Get to Know the "Big 10"
Life skills, activities of daily living, functional skills, adaptive skills or adaptive behavior, it can get confusing that all of these terms are used to describe the skills we need for everyday living.
ADAPTIVE SKILLS FALL INTO 3 CATEGORIES:
Conceptual, Social and Practical Life Skills
Adaptive skills comprise everyday competencies and are defined as practical, everyday skills needed to function and meet the demands of one’s environment, including the skills necessary to effectively and independently take care of oneself and to interact with other people.
Conceptual skills may be the most demanding skills for some people with autism. These skills require applying insights into a situation. Conceptual skills include reading, numbers, money, time, and communication skills.
Social skills are the skills we need to get along well with others, these include understanding and following social rules and customs; obeying laws, and detecting the motivations of others in order to avoid victimization and deception.
Practical life skills are the skills needed to perform the activities of daily living, these include feeding, bathing, dressing, occupational skills, and navigational skills.
What are Conceptual Skills?
These include reading, numbers, money, time, and communication skills.

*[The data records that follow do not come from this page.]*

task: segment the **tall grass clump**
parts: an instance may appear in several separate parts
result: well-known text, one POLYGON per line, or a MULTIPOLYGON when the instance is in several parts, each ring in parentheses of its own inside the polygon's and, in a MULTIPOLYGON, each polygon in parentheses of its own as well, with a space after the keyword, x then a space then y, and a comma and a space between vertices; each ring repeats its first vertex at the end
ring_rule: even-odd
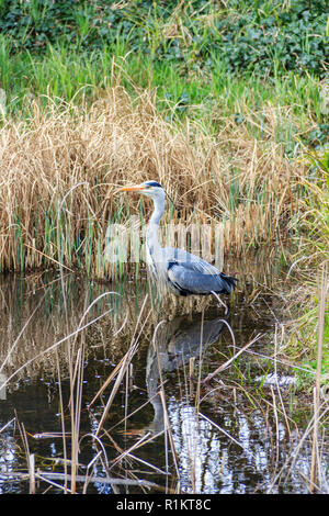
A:
POLYGON ((61 263, 105 277, 109 224, 135 214, 143 227, 150 210, 115 190, 149 178, 175 198, 173 222, 220 223, 226 251, 284 239, 299 187, 272 137, 275 110, 268 120, 264 141, 231 120, 217 138, 189 117, 166 120, 155 93, 132 99, 120 86, 92 105, 32 102, 25 122, 8 120, 0 133, 1 270, 61 263))

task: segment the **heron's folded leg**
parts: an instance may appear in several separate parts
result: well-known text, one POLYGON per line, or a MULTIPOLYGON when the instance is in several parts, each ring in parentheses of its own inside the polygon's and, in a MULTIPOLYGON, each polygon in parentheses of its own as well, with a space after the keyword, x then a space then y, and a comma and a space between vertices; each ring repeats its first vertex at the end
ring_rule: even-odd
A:
POLYGON ((219 298, 219 295, 218 295, 216 292, 214 292, 213 290, 212 290, 212 294, 215 295, 215 298, 216 298, 216 300, 218 301, 219 305, 224 306, 224 310, 225 310, 224 314, 227 315, 227 314, 228 314, 227 304, 224 303, 224 301, 222 301, 222 299, 219 298))

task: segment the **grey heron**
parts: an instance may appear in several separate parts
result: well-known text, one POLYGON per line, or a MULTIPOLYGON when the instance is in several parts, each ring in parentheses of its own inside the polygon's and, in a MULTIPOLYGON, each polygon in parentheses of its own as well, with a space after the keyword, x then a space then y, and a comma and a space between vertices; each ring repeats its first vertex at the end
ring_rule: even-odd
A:
POLYGON ((154 212, 146 232, 147 266, 160 285, 167 285, 177 295, 229 294, 237 278, 226 276, 216 267, 196 255, 175 247, 160 247, 159 223, 166 207, 166 191, 157 181, 145 181, 133 187, 123 187, 120 192, 139 192, 154 201, 154 212))

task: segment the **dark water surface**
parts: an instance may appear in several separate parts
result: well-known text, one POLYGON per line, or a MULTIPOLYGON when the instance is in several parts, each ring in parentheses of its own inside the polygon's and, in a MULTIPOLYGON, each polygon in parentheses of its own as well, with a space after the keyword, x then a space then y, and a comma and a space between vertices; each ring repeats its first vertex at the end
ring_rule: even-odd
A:
MULTIPOLYGON (((282 345, 285 313, 272 290, 274 280, 280 292, 282 277, 256 261, 239 267, 247 281, 240 281, 227 317, 212 300, 170 300, 159 310, 147 282, 134 278, 121 285, 73 274, 0 278, 0 382, 8 380, 0 391, 0 492, 29 492, 22 474, 31 455, 35 470, 54 474, 37 481, 36 491, 63 492, 65 482, 55 473, 63 474, 63 459, 71 459, 70 384, 80 371, 78 473, 131 481, 90 482, 88 493, 309 492, 311 403, 296 395, 292 367, 264 358, 282 345), (257 336, 211 383, 198 381, 257 336), (114 374, 94 399, 134 345, 117 389, 114 374), (83 368, 75 370, 80 358, 83 368), (132 485, 137 480, 157 487, 132 485)), ((325 472, 326 460, 322 446, 325 472)))

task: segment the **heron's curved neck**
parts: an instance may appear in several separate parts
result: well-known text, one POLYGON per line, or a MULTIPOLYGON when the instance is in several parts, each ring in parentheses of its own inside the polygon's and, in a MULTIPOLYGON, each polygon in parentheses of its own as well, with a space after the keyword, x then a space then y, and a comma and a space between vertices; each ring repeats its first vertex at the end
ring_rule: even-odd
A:
POLYGON ((148 222, 147 231, 146 231, 146 242, 150 253, 154 253, 160 249, 160 244, 158 239, 158 228, 159 223, 162 218, 164 207, 166 207, 166 199, 157 198, 154 199, 154 213, 148 222))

Understanding and using verbal and nonverbal language. Speech, language, and listening skills needed for communication with other people, including vocabulary, responding to questions, conversation skills, etc.
Using reading, writing, and math skills in everyday life. Basic reading, writing, mathematics, and other academic skills needed for daily, independent functioning, including telling time, measurement, writing notes and letters, etc.
Problem solving, exercising choice, initiating and planning activities. Skills needed for independence, responsibility, and self-control, including starting and completing tasks, keeping a schedule, following time limits, following directions, making choices, etc.
What are Social Skills?
These skills help us to get along well with others. These skills include understanding and following social rules and customs; obeying laws, and detecting the motivations of others in order to avoid victimization and deception.
Maintaining interpersonal relationships, understanding emotions and social cues, understanding fairness and honesty, obeying rules and laws.
Skills needed to interact socially and get along with other people, including having friends, showing and recognizing emotions, assisting others, and using manners.
Taking responsibility for one’s own activities, having the ability to participate in the community.
Skills needed for engaging in and planning leisure and recreational activities, including playing with others, engaging in recreation at home, following rules in games, etc.
What are Practical Life Skills?
These are the skills needed to perform the activities of daily living. This includes feeding, bathing, dressing, occupational skills, and navigational skills.
Skills needed for personal care including eating, dressing, bathing, toileting, grooming, hygiene, etc.
Home or School Living
Maintaining our living space including: Housekeeping, Cooking and Laundry. Skills needed for basic care of a home or living setting, including cleaning, straightening, property maintenance and repairs, food preparation, performing chores, etc.
Shopping, using public transportation, using community services. Skills needed for functioning in the community, including use of community resources, shopping skills, getting around in the community, etc.
Health and Safety
Ability to protect one’s self, medication management, responding to health problems. Skills needed for protection of health and to respond to illness and injury, including following safety rules, using medicines, showing caution, etc.
Ability to maintain part-time or full-time employment, either competitive or, ability to work under supervision, cooperate with coworkers, be reliable and punctual, and meet work standards. Skills needed for successful functioning and holding a part-time or full-time job in a work setting, including completing work tasks, working with supervisors, and following a work schedule.